AD-TAGS-001: CML Node Tags Synced with Allocated Ports

  • Decision: After port allocation (ports_alloc step), a new tags_sync step writes allocated ports as CML node tags using PATCH /api/v0/labs/{lab_id}/nodes/{node_id} with tags: list[str]. Tag format: protocol:port_number (e.g., serial:3001, vnc:3002). Tags persist across start/stop/wipe because they are topology-level. The tags_sync step is non-fatal β€” if CML doesn't support PATCH or the call fails, the step logs a warning and proceeds.
  • Rationale: CML node tags are the canonical mechanism for documenting which ports map to which protocols on each node. They are consumed by PortTemplate.from_cml_nodes() to build ExternalInterface value objects. Without tag sync, allocated ports would be invisible to topology inspection, and lab discovery would not be able to reconstruct port mappings for already-running labs.
  • Tag lifecycle: Tags are written once (after ports_alloc) and persist for the lab's lifetime. They are NOT modified by stopping, wiping, or restarting the lab. Tags are removed only if the lab is deleted from CML (which also triggers LabRecord deletion and port release).
  • CML SPI extension: Requires patch_node_tags(worker_id, lab_id, node_id, tags: list[str]) method added to the CML SPI client.

AD-TIMESLOT-001: Timeslot-Centric Session Lifecycle

  • Decision: A LabletSession maps 1:1 to a timeslot (timeslot_start, timeslot_end). Expiry triggers downstream cleanup: LabRunRecord closure, LabRecord unbinding, capacity release, LDS session teardown.
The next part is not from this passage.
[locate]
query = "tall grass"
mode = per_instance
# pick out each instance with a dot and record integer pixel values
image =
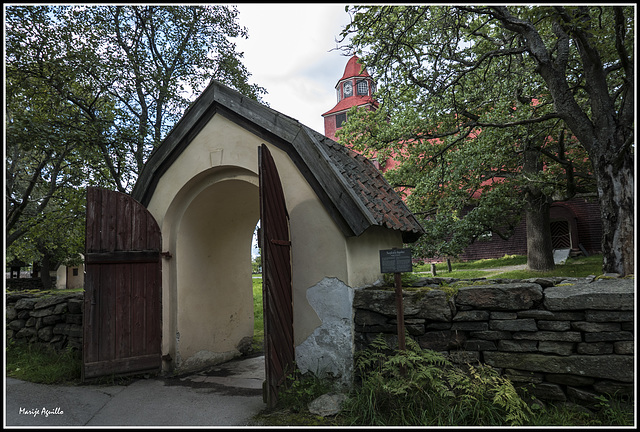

Ports are NOT released at session expiry β€” they belong to the LabRecord and persist for lab reuse.
  • Rationale: Keeping the lifecycle simple (forward-only state machine with extend support) avoids complexity. The timeslot is the authoritative lifecycle boundary β€” when it expires, runtime resources (capacity, LDS session) are cleaned up, but topology-level resources (ports, tags) remain on the LabRecord for future sessions.